Lisez un extrait de La ballade de Baby, par Heather O’Neill. Avec l’aimable participation des éditions 10/18.

Lisez aussi la chronique de Martine Desjardins.

LA VIE AVEC JULES



 

Juste avant mon douzième anniversaire, Jules – mon père – et moi sommes allés habiter un deux-pièces dans un immeuble que nous appelions l’Hôtel Autruche. Si je me souviens bien, c’était la première fois que je prenais un taxi. Il nous a déposés derrière le bâtiment, dans une ruelle où tous les murs étaient couverts de jolis graffitis : une vache de dessin animé, à l’air triste, et une fille avec un masque à oxygène sur la figure et un minuscule bébé dans les bras.

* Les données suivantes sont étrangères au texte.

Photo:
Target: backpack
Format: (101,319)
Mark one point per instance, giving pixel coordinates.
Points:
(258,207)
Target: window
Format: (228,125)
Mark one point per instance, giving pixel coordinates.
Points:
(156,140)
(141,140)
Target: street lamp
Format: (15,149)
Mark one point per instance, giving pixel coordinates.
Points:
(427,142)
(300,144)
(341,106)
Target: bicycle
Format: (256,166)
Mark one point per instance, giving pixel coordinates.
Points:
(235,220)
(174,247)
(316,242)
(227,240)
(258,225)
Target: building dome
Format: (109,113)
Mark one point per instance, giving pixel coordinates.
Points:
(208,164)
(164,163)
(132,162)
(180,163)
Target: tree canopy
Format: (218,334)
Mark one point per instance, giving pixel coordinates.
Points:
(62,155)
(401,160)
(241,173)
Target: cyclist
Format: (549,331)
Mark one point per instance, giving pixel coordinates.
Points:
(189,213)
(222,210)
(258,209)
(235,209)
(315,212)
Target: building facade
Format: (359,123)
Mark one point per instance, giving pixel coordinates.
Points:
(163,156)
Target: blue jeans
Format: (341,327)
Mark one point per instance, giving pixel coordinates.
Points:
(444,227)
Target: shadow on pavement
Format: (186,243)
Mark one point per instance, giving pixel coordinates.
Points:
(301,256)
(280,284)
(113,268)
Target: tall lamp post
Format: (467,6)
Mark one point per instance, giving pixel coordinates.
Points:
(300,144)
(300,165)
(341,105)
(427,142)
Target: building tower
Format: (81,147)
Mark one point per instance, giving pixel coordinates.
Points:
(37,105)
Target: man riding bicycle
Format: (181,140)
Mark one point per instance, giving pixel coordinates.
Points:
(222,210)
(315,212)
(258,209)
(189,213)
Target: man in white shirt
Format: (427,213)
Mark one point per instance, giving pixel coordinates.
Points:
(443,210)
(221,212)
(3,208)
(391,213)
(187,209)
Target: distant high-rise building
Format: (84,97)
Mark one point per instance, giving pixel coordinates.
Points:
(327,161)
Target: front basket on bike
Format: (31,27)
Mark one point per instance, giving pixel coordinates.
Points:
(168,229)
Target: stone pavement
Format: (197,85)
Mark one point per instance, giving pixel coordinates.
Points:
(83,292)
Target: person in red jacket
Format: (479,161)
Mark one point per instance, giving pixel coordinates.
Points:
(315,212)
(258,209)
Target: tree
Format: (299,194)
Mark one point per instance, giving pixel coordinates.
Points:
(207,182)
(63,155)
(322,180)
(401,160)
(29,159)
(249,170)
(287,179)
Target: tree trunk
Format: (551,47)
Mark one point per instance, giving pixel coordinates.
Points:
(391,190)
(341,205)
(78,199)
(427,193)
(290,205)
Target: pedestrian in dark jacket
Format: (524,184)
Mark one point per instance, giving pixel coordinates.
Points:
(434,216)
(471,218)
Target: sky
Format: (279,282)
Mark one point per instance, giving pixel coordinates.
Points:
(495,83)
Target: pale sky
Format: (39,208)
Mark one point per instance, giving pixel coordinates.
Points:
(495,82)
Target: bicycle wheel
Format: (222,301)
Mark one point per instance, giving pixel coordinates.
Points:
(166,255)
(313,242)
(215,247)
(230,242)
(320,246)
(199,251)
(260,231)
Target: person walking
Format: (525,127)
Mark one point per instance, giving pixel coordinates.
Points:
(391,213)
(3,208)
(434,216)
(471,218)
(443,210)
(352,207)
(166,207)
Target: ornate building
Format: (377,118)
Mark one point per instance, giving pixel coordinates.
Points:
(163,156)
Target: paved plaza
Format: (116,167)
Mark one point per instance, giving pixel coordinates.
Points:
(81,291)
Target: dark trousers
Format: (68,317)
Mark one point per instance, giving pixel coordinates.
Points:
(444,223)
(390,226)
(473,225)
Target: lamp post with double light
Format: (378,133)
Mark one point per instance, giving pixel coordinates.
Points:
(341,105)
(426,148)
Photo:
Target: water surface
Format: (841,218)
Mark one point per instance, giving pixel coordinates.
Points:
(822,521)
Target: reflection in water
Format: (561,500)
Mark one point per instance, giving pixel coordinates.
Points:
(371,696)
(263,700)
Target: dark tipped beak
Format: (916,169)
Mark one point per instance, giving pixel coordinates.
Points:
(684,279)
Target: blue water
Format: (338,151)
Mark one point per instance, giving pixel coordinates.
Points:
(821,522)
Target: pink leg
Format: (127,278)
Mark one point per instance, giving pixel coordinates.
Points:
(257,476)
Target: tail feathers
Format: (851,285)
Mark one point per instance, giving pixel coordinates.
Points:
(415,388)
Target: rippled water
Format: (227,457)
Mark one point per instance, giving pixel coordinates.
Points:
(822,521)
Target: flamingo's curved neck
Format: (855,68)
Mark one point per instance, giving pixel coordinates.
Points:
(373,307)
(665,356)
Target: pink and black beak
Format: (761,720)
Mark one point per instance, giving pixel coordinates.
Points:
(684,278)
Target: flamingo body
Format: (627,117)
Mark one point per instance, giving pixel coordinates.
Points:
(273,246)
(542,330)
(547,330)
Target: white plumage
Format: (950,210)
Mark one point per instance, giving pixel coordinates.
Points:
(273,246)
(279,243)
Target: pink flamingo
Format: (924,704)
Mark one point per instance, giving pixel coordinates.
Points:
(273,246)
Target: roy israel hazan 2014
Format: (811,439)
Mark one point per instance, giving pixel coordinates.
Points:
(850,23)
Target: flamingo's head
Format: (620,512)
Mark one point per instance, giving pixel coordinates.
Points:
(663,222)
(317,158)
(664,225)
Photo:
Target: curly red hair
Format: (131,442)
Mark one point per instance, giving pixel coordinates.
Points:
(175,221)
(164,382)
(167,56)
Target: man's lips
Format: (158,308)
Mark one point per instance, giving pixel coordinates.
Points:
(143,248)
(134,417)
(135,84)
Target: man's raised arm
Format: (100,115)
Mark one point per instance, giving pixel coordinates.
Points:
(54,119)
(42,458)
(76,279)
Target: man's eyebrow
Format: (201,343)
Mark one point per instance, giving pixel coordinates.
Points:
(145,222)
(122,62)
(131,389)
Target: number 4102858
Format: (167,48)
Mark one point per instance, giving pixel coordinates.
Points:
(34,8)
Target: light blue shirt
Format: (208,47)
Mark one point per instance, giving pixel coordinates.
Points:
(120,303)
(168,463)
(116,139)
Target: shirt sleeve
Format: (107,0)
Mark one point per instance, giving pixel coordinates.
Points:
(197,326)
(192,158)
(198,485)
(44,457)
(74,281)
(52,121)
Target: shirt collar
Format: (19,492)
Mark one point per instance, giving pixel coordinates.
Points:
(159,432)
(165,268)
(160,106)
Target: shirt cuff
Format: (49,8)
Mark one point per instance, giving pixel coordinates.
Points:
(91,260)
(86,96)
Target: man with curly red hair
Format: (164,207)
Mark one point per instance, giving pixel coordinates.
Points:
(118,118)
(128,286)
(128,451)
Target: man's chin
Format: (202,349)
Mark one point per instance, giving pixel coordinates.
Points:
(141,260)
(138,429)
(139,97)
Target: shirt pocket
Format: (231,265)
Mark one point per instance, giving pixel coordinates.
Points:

Jules portait une toque en fourrure et un trois-quarts en cuir. À cause du froid, il était pressé de sortir nos affaires du taxi et il a braillé : « Putain, sale con, ça caille ! » C’était vraiment la seule chose qui venait à l’esprit quand on se retrouvait dehors par ce temps. En plus, je crois que Jules était furax parce que le chauffeur lui avait demandé dix dollars.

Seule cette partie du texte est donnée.